The book also introduced me to a new photographer, Richard Throssel, and since I love photography more than the other visual arts, that was quite cool. I was looking for a particular photo he had mentioned in his book, but since I couldn't find it, I settle for some others, including one of small cute children. Couldn't resist. King also discussed Robert Alexie and Harry Robinson, Ruby Slipperjack and Eden Robinson, "These four are creating their fictions, I believe, primarily for a Native audience, making a conscious decision not so much to ignore non-Native readers as to write for the very people they write about." I'm curious. Porcupines and China Dolls has gone on my Amazon wishlist.
"Of course, written stories can be performed orally; although, apart from authors on reading tours to promote their books and parents reading to children, this seldom happens... But the act of reading is a private act. And no matter how many people may have read a book or an article or a poem or a short story, each person reads that story themselves, by themselves, whereas oral stories generally have an audience in which there is a group dynamic."Mr. King obviously hasn't taught any Korean ESL classes. I spend a fair amount of time reading aloud to my students (Particularly anything with dialect and there's been a lot of that lately. My fake Southern accent is perhaps improving...) and they spend a lot of time reading stories aloud to me. It's quite nice. Plus there's all that reading to small children that I certainly hope parents are doing.
I really liked what he had to say about how the stories we tell ourselves drive our ethical beliefs. I think Obama's election was a perfect example of how that dynamic can work.

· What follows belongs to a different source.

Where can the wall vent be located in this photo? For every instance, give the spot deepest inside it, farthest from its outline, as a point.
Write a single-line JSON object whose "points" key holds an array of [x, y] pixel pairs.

The oil industry and our oil-based economy, not just in Canada but in the world, depend on two things for their continued existence. The ability of geologists to find new fields of oil and our willingness to ignore the obvious, that, at some point, we're going to run out of oil... It's not that we don't care about ethics or ethical behaviour. It's not that we don't care about the environment, about society, about morality. It's just that we care more about our comfort and the things that make us comfortable - property, prestige, power, appearance, safety... Perhaps we shouldn't be displeased with the 'environmental ethics' we have or the 'business ethics' or the 'political ethics' or any of the myriad of other codes of conduct suggested by our actions. After all, we've created them. We've created the stories that allow them to exist and flourish. They didn't come out of nowhere. They didn't arrive from another planet. Want a different ethic? Tell a different story.
Perhaps we do have the kind of ethics we imagine we have. Maybe they're just not steady. Not dependable. Ethics of the moment. Potential ethics. Ethics we can draw on when we feel the need to do so. Ethics that can be wrapped in newspaper and stored in the freezer. Season ethics. Annuals rather than perennials.